Meet Berenson, the Robot Art Critic
Should art critics fear for their jobs?
Could a bescarved, top hat-wearing robot do the job of a human art critic? That’s the question curators at Paris’s Musée du quai Branly pose with Berenson, a robot critic that roams the halls of the institution’s recently-opened exhibition “Persona: Oddly Human.”
While the museum specializes in African, Asian, and Oceanic artworks, the exhibition called upon contemporary anthropologists to explore the complicated relationships we have with objects.

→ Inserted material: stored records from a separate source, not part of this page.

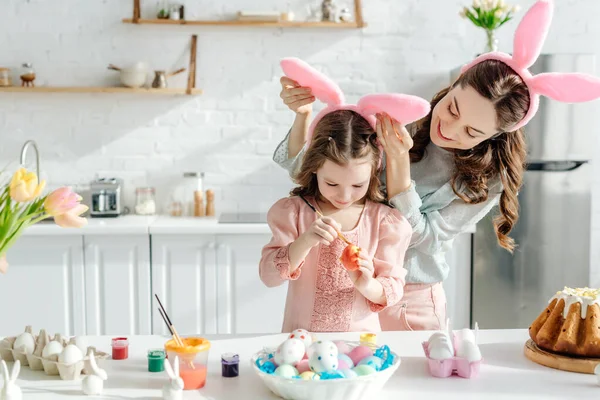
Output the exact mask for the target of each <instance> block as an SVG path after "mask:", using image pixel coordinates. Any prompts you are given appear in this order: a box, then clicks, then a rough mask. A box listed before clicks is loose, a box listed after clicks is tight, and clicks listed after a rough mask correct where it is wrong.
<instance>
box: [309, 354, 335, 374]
mask: <svg viewBox="0 0 600 400" xmlns="http://www.w3.org/2000/svg"><path fill="white" fill-rule="evenodd" d="M338 363H339V360H338V359H337V357H336V355H333V354H331V353H320V352H314V353H313V354H312V355H311V356H310V358H309V359H308V365H309V366H310V370H311V371H314V372H317V373H321V372H329V371H335V370H336V369H337V367H338Z"/></svg>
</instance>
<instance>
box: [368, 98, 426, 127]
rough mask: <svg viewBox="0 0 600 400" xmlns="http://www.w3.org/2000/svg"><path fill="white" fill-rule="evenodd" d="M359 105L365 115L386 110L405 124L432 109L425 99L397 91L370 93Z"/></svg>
mask: <svg viewBox="0 0 600 400" xmlns="http://www.w3.org/2000/svg"><path fill="white" fill-rule="evenodd" d="M357 106H358V108H359V109H360V112H361V114H363V115H375V114H377V113H380V112H385V113H388V114H389V115H390V116H391V117H392V118H394V119H395V120H396V121H398V122H401V123H402V124H404V125H406V124H410V123H411V122H414V121H417V120H419V119H421V118H423V117H424V116H426V115H427V114H429V111H430V110H431V105H430V104H429V102H428V101H427V100H425V99H422V98H420V97H417V96H411V95H407V94H396V93H383V94H370V95H367V96H364V97H363V98H361V99H360V100H359V101H358V104H357Z"/></svg>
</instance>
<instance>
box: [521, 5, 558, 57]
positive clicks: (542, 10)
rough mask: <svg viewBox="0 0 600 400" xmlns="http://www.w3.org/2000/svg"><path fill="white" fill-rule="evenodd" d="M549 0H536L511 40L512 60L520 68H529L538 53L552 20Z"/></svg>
mask: <svg viewBox="0 0 600 400" xmlns="http://www.w3.org/2000/svg"><path fill="white" fill-rule="evenodd" d="M552 12H553V4H552V1H551V0H538V1H537V2H536V3H535V4H534V5H533V6H531V8H530V9H529V10H528V11H527V13H526V14H525V16H524V17H523V19H522V20H521V22H520V23H519V26H518V27H517V30H516V32H515V38H514V41H513V60H514V61H515V62H516V63H517V65H519V66H520V67H521V68H529V67H530V66H531V65H532V64H533V63H534V62H535V60H536V59H537V58H538V56H539V55H540V51H541V50H542V46H543V45H544V41H545V40H546V36H547V35H548V29H549V28H550V23H551V22H552Z"/></svg>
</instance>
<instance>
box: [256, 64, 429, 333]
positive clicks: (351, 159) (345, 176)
mask: <svg viewBox="0 0 600 400" xmlns="http://www.w3.org/2000/svg"><path fill="white" fill-rule="evenodd" d="M303 68H309V67H307V66H305V65H304V66H303ZM312 72H314V71H312ZM321 78H323V77H321ZM314 89H315V90H316V91H317V92H318V91H319V89H318V88H314ZM323 96H326V95H323ZM329 99H331V98H329ZM405 100H406V99H401V101H400V103H397V104H395V105H394V107H396V108H397V110H399V111H402V110H403V109H405V108H406V107H404V108H403V106H402V101H405ZM413 100H414V99H413ZM373 103H376V102H375V101H374V102H371V104H370V105H371V106H376V104H373ZM424 103H425V105H426V106H427V107H426V108H423V107H422V106H421V110H423V112H422V113H421V112H420V113H421V114H423V115H424V114H425V113H426V112H427V111H428V104H427V103H426V102H424ZM359 105H360V102H359ZM329 106H330V107H328V108H327V109H325V110H324V112H322V113H321V115H320V118H319V120H318V121H316V123H315V124H314V134H312V131H311V135H310V137H309V141H310V138H312V143H310V144H309V145H308V146H307V147H308V149H307V151H306V154H305V156H304V162H303V164H302V167H301V169H300V171H299V173H298V174H297V176H296V182H297V183H298V185H299V186H298V187H296V188H295V189H293V190H292V192H291V197H289V198H285V199H281V200H279V201H278V202H277V203H275V205H274V206H273V207H272V208H271V209H270V210H269V212H268V214H267V221H268V223H269V226H270V228H271V230H272V232H273V237H272V239H271V241H270V242H269V244H267V245H266V246H265V247H264V248H263V251H262V258H261V261H260V267H259V269H260V277H261V280H262V281H263V282H264V283H265V285H267V286H269V287H273V286H277V285H281V284H282V283H284V282H285V281H289V287H288V295H287V301H286V307H285V317H284V322H283V332H291V331H292V330H294V329H298V328H304V329H307V330H309V331H312V332H324V331H326V332H336V331H365V330H368V331H379V330H380V324H379V318H378V315H377V312H380V311H381V310H383V309H385V308H386V307H390V306H393V305H394V304H396V303H397V302H398V301H399V300H400V299H401V298H402V295H403V289H402V288H403V286H404V276H405V273H406V271H405V270H404V268H403V260H404V256H405V252H406V249H407V248H408V244H409V242H410V237H411V233H412V230H411V228H410V226H409V224H408V222H407V221H406V220H405V219H404V218H403V217H402V216H401V214H400V213H399V212H398V211H397V210H395V209H393V208H391V207H389V206H387V205H385V204H382V203H381V201H382V200H384V197H383V195H382V193H381V191H380V189H379V186H380V182H379V178H378V175H379V172H380V162H381V150H380V148H379V147H378V145H377V137H376V134H375V130H374V128H373V123H372V122H369V121H368V120H367V119H366V118H365V117H364V116H363V115H364V114H365V112H364V111H363V112H362V113H360V109H357V108H356V107H353V106H347V107H343V106H342V107H340V106H339V105H333V104H331V103H329ZM340 108H341V109H340ZM361 114H363V115H361ZM367 118H368V116H367ZM370 119H372V118H370ZM307 203H309V204H310V205H309V204H307ZM311 206H312V207H314V208H315V209H316V210H317V211H318V212H319V213H320V214H321V215H322V216H320V215H319V214H317V213H316V212H315V211H313V209H312V208H311ZM338 233H341V234H342V235H343V236H344V237H345V238H346V239H348V240H349V241H350V242H352V243H353V244H355V245H357V246H358V247H360V248H361V251H360V255H359V261H358V264H359V268H358V270H356V271H348V270H347V269H345V268H344V266H342V264H341V262H340V261H339V259H340V256H341V254H342V251H343V250H344V248H345V247H346V243H345V242H344V241H343V240H342V239H341V238H340V237H339V236H338Z"/></svg>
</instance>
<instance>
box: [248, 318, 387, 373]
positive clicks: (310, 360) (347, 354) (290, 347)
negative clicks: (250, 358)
mask: <svg viewBox="0 0 600 400" xmlns="http://www.w3.org/2000/svg"><path fill="white" fill-rule="evenodd" d="M393 362H394V355H393V354H392V353H391V351H390V349H389V347H387V346H382V347H380V348H378V349H376V350H375V351H373V348H372V346H367V345H359V346H357V347H353V346H350V345H349V344H348V343H346V342H345V341H333V342H332V341H329V340H315V339H314V337H313V335H312V334H310V333H309V332H308V331H306V330H304V329H297V330H295V331H293V332H292V333H291V334H290V335H289V336H288V338H287V339H286V340H285V341H284V342H283V343H281V344H280V345H279V347H277V350H275V351H274V352H273V353H269V354H265V356H264V357H261V358H259V359H257V360H256V365H257V367H258V368H259V369H261V370H262V371H263V372H265V373H268V374H273V375H276V376H280V377H283V378H292V379H303V380H323V379H343V378H347V379H349V378H355V377H358V376H365V375H371V374H374V373H376V372H378V371H382V370H384V369H386V368H388V367H389V366H390V365H392V363H393Z"/></svg>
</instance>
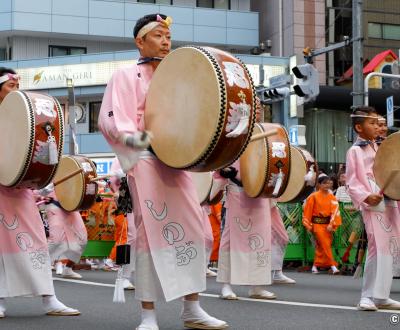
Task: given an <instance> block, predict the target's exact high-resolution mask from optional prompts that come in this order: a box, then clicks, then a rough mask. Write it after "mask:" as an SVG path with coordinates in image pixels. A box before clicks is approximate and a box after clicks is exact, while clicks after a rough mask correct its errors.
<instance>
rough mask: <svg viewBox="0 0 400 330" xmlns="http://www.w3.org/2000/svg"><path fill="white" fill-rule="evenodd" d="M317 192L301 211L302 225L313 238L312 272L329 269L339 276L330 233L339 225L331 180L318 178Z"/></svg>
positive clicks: (338, 218) (339, 213)
mask: <svg viewBox="0 0 400 330" xmlns="http://www.w3.org/2000/svg"><path fill="white" fill-rule="evenodd" d="M318 186H319V189H318V191H316V192H314V193H312V194H311V195H310V196H308V198H307V199H306V201H305V203H304V209H303V225H304V227H305V228H306V229H307V230H308V231H309V232H311V233H313V235H314V237H315V242H316V246H315V255H314V263H313V266H312V272H313V273H314V274H316V273H318V267H330V268H331V270H332V274H339V273H340V272H339V270H338V269H337V265H338V264H337V262H336V261H335V259H334V258H333V253H332V241H333V235H332V233H333V232H334V231H335V230H336V229H337V228H338V227H339V226H340V225H341V223H342V219H341V217H340V212H339V203H338V201H337V199H336V197H335V196H334V195H333V194H332V193H331V192H330V189H331V187H332V180H331V179H330V178H329V177H328V176H326V175H325V176H320V177H319V178H318Z"/></svg>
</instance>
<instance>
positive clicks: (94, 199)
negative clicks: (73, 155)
mask: <svg viewBox="0 0 400 330" xmlns="http://www.w3.org/2000/svg"><path fill="white" fill-rule="evenodd" d="M79 169H82V170H83V171H82V172H81V173H79V174H77V175H74V176H73V177H71V178H69V179H68V180H66V181H64V182H62V183H60V184H58V185H55V187H54V190H55V193H56V196H57V199H58V201H59V203H60V205H61V206H62V208H63V209H64V210H66V211H70V212H71V211H77V210H87V209H88V208H90V207H91V206H92V205H93V204H94V202H95V201H96V195H97V191H98V186H97V183H96V182H91V179H92V178H95V177H97V172H96V166H95V165H94V163H93V162H92V161H91V160H90V159H89V158H87V157H83V156H64V157H63V158H62V159H61V162H60V166H59V167H58V170H57V173H56V176H55V178H54V181H58V180H60V179H62V178H63V177H65V176H67V175H68V174H70V173H72V172H74V171H76V170H79Z"/></svg>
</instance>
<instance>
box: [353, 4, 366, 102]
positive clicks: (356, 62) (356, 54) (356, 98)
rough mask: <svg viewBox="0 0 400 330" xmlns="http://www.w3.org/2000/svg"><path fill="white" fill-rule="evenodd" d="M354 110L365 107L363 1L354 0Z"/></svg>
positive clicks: (353, 30)
mask: <svg viewBox="0 0 400 330" xmlns="http://www.w3.org/2000/svg"><path fill="white" fill-rule="evenodd" d="M352 20H353V108H355V107H358V106H361V105H363V104H364V103H363V96H364V95H363V92H364V84H363V83H364V76H363V29H362V26H363V1H362V0H353V18H352Z"/></svg>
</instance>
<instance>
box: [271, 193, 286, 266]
mask: <svg viewBox="0 0 400 330" xmlns="http://www.w3.org/2000/svg"><path fill="white" fill-rule="evenodd" d="M270 205H271V240H272V241H271V244H272V247H271V248H272V267H271V269H272V270H282V265H283V258H284V257H285V250H286V246H287V245H288V243H289V236H288V233H287V231H286V228H285V225H284V223H283V220H282V217H281V214H280V212H279V208H278V206H277V205H276V202H275V201H274V200H271V201H270Z"/></svg>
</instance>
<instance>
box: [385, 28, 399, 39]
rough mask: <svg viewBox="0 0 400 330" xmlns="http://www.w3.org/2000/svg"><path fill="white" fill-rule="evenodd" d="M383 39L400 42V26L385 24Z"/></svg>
mask: <svg viewBox="0 0 400 330" xmlns="http://www.w3.org/2000/svg"><path fill="white" fill-rule="evenodd" d="M383 39H391V40H400V25H391V24H383Z"/></svg>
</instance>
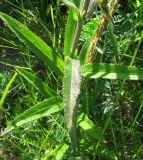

Berenson—who is named for the late critic Bernard Berenson, once widely accepted as the foremost authority on Old Masters—was designed by robotics engineer Philippe Gaussier and anthropologist Denis Vidal. The well-dressed robot expresses his opinions about the art on display not in writing, but with a simple smile or frown—a decision he reaches based partially on the reactions of other people.
Berenson is able to analyze the facial expressions of fellow museumgoers, sort them into “negative” and “positive” categories, and feed the information into a neural network simulator called Prométhé. The program allows him to use this data to develop an overall impression about the object. If it is positive, he smiles and moves towards it. If it is negative, he frowns and moves away.
It’s a far cry, of course, from the kind of nuanced analyses made by most art critics, who strive not to regurgitate popular opinion, but do just the opposite. The bot is, nevertheless, a fascinating (and frankly, pretty adorable) experiment.
Perhaps in the future, robot art critics will judge robot art, much like the sketching robot critic Jonathan Jones mocked in a recent column in the Guardian. After all, neither robot art nor robot art criticism seems to make much sense to us humans, at least for now.